I'm in the process of putting together the Union Station made by Piko. I realized when I opened the box that it does not come with a station platform. Could anyone recommend a good station platform to use. My layout is indoors.


Thanks.

J.R.


----------



## Tom Parkins (Jan 2, 2008)

If you are looking to simulate a concrete platform, I might suggest foam insulation board. I think Yogi has a pretty good explanation on his site how to make it look like sidewalk or something like that. For blacktop you could use black roofing shingles. Shoot you could use those ideas indoors or out. 

Hey let us know what you do and put up some pictures. 

Tom P


----------



## jr747 (Feb 7, 2008)

Tom,

When you say insulation board, do you mean the pink or blue foam boards that you get at Home Depot or Lowe's? What is Yogi's website address? I will certainly post pictures. If you want to see pictures of my layout, and progress, go to http://www.mylargescale.com/Communi...fault.aspx

J.R.


----------



## Tom Parkins (Jan 2, 2008)

Yes the foam board sold at Home Depot. I think this is Yogi's website. 
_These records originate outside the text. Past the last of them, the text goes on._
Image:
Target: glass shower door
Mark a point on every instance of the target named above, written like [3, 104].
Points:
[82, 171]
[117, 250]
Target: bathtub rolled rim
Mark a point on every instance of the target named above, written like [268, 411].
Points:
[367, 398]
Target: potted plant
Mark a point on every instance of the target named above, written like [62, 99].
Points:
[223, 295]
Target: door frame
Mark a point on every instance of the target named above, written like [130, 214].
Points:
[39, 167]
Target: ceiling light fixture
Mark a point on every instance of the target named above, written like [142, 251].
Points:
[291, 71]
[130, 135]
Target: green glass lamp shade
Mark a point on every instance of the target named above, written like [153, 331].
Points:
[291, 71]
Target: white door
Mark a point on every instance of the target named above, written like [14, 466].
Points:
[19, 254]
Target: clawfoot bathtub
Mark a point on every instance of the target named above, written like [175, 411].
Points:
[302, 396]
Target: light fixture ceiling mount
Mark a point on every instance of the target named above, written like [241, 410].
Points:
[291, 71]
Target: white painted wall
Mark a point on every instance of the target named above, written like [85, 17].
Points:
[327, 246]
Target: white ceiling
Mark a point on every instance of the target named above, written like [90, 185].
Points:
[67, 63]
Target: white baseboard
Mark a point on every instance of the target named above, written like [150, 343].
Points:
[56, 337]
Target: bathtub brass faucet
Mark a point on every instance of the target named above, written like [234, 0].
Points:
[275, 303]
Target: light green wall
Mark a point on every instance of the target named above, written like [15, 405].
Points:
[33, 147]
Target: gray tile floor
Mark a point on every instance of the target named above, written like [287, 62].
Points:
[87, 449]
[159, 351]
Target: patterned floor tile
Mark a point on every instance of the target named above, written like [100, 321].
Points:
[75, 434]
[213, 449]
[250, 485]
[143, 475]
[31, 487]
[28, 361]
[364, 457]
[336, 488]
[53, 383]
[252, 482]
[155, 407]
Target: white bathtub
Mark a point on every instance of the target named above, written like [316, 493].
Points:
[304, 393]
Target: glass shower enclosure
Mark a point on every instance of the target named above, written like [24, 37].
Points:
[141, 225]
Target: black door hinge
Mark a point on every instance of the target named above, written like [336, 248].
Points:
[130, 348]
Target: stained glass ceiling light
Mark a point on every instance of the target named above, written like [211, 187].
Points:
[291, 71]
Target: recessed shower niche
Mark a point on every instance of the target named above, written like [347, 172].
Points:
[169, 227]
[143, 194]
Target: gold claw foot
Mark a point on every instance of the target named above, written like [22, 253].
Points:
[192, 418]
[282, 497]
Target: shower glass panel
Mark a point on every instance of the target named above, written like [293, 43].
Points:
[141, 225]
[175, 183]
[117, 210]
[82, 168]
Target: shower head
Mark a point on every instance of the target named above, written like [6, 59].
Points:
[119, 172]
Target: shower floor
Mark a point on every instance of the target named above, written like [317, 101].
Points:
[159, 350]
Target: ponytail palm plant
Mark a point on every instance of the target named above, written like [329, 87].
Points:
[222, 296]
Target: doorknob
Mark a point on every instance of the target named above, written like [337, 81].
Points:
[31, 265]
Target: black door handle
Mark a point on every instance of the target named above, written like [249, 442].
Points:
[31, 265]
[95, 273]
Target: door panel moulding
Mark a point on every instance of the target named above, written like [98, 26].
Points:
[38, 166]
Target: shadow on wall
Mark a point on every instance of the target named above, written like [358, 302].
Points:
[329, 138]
www.stratuswave.net/~wd8jik/ 

If not just google yogi wallace, or send him a PM, 

Tom


----------



## GaryY (Jan 2, 2008)

(EDIT) Okay...lets try it again...with my glasses on this time!







...the first one I attached was invalid. 

His own site doesn't seem to work but the below has his info...


I have Yogi's foam info on this site:
http://www.trainelectronics.com/art.../index.htm




Regards
Gary


----------



## NavyTech (Aug 2, 2008)

Ok my idea was not conventional but worked well. I used cedar to make a deck and rest it on gravel. This may not be what your looking for but is an alternative. I wanted the deck too be the right hight of the box cars for loading


----------



## jr747 (Feb 7, 2008)

I think I like the foam board idea. If anyone has anymore ideas, let me know. I would love to hear it!

J.R.


----------



## Naptowneng (Jun 14, 2010)

Hi JR-

You might want to look at using concrete wall board (backer board) that is used in place of plaster wall board in wet areas of your home. "Wonderboard" is one brand carried here. Since it is a concrete product, it looks good under buildings. One sheet provides a lot of foundations for my layout outdoors

Here is one link to a description of the product

http://homerenovations.about.com/od...rboard.htm

Regards

Jerry


----------



## jr747 (Feb 7, 2008)

Jerry,

I've never heard of wonderboard. Where do you get it? Home Depot? Can you paint it?


J.R.


----------



## Naptowneng (Jun 14, 2010)

Most home supply places have it, Lowes, HD, etc.

http://www.homedepot.com/buy/floori...50333.html


----------



## RRwannabe (Jan 20, 2009)

I haven't tried either but I'm going to be working on my bathroom soon and I heard the Hardibacker is better than the wonderboard. Its supposed to be easier to cut than the wonderboard. Apparently wonderboard likes to crumble while cutting? Like i said, I haven't used either of them but just a thought.


----------



## John J (Dec 29, 2007)

This is the stuff from Home Depot.

I used it as a roof for my tunnels.

I put a concreete top on it with rebar because I was going to put rocks on it.

I scored it with a utility knife and then broke it at the score.

I also use a jig saw to cut it.

JJ


----------